Innovation source explores where each company’s innovation came from – the back story, the nature of the innovation. We address questions like: are you changing the way the market operates? Or are you bringing a new or repurposed technology to market to solve an unsolved problem?
By providing a simple two-way matrix, with market innovation on the vertical axis and technology innovation on the horizontal axis, each company discovers how innovative they truly are. For example, a patent-pending technology that is highly innovative may have a corresponding high level of market innovation, perhaps in its pricing and channel strategies. Such an innovation typically takes a long time to get to market, costs a lot of money, and has a high degree of risk. In contrast, a “me too” innovation may not be well differentiated, either in terms of technology or market innovation. It may get to market quickly and cheaply, but will have low barriers to competitors who want to copy and compete head-on. By comparison, the highly innovative company has high barriers to competition. We explore actual examples, work with the participant companies to determine where they are domiciled in this innovation matrix, and how they may wish to move to an area that may increase their likelihood of success.
At the end of the day, companies will have clearly defined their market type and their innovation source.
For each participant company:
01. Define their market type and why: departmental SWOT analysis; strategy research & development. Time Allocated: 1 Month
02. Describe the source of innovation; departmental SWOT analysis; strategy research & development. Time Allocated: 1 Month
03. Communicate the back story; departmental SWOT analysis; strategy research & development. Time Allocated: 1 Month
04. Determine their level of technology innovation; departmental SWOT analysis; strategy research & development. Time Allocated: 1 Month
05. Determine their level of market innovation; departmental SWOT analysis; strategy research & development. Time Allocated: 1 Month
For all participants as a group:
06. Describe Steve Blank’s market type concept; departmental SWOT analysis; strategy research & development. Time Allocated: 1 Month
07. Provide examples of each market type: departmental SWOT analysis; strategy research & development. 1 Month
08. Describe technology innovation: departmental SWOT analysis; strategy research & development. Time Allocated: 1 Month
09. Describe market innovation: departmental SWOT analysis; strategy research & development. Time Allocated: 1 Month
10. Provide examples of technology and market innovation: departmental SWOT analysis; strategy research & development. Time Allocated: 1 Month
11. Plot these on the innovation matrix: departmental SWOT analysis; strategy research & development. Time Allocated: 1 Month
01. Market Type– once the group has learned the core concept, most participants can hypothesize what their market type is. Then they can share this with the rest of the group, confirm their hypothesis or revise it based on the group discussion and peer feedback.

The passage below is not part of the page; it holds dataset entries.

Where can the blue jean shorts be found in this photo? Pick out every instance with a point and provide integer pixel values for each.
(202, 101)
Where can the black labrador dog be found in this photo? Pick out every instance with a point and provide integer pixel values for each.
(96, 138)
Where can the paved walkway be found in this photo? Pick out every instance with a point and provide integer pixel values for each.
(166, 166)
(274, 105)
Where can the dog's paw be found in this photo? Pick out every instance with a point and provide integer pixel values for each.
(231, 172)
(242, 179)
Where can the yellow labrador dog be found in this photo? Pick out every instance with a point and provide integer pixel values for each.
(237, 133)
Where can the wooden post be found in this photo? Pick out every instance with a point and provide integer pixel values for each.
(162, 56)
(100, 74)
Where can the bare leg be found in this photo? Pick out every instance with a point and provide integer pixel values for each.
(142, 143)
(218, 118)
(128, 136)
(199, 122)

2. Innovation Source – participants are asked to prepare this as an integral part of their pre-work, and they receive these instructions one month prior to the class session. We also help them through this, one-on-one with the Certified Learning Provider (CLP), with their peer group, and with Appleton Greene (AG) consultant/mentors.
3. Back Story – here too, participants are asked to complete this prior to attending the second module.
4. Level of Technology Innovation – as simple as this concept is, here we find the CLP and other AG personnel are indispensable in helping each participant see their company as it actually is. The peer group is also very helpful in this regard. By applying the core concept, as described by the CLP in the group session, each participant will eventually land on a reasonable approximation of their level of technology innovation.
5. Level of Market Innovation – here too, the principles described above in point #4 apply.
6. Blank’s Market Type Concept – the CLP is responsible for this and is well-read in the concept. Real-world examples are provided and the group is encouraged to participate, through a Socratic method.
7. Market Type Examples – this helps to drive the concept home and reduce possible misunderstandings.
8. Technology Innovation Description – we make this as clear as we can. If a new coffee shop is about to open, using standard off-the-shelf equipment, most participants would agree that this is a low-level technology innovation. Alternatively, if someone has a breakthrough product design, with no direct competitors and very little prior art, with a patent pending, then most people can appreciate this is high-level innovation.
9. Market Innovation Description – completely analogous to point #8. The coffee shop may have an attractive décor and friendly staff, who are empowered to offer courtesy discounts, which differentiates them and gives them a moderate level of market innovation. The breakthrough product design example may be characterized by a pricing model that amortizes up-front equipment costs over time, again a moderate level of market innovation.
10. Innovation Examples – may be imaginary, as above, or out of the known realm of business. For example, Apple is known as an innovator, but they actually are not very innovative technologically. Their real gift is in market innovation. We also weave in to the discussion the levels of innovation for many of the participant companies.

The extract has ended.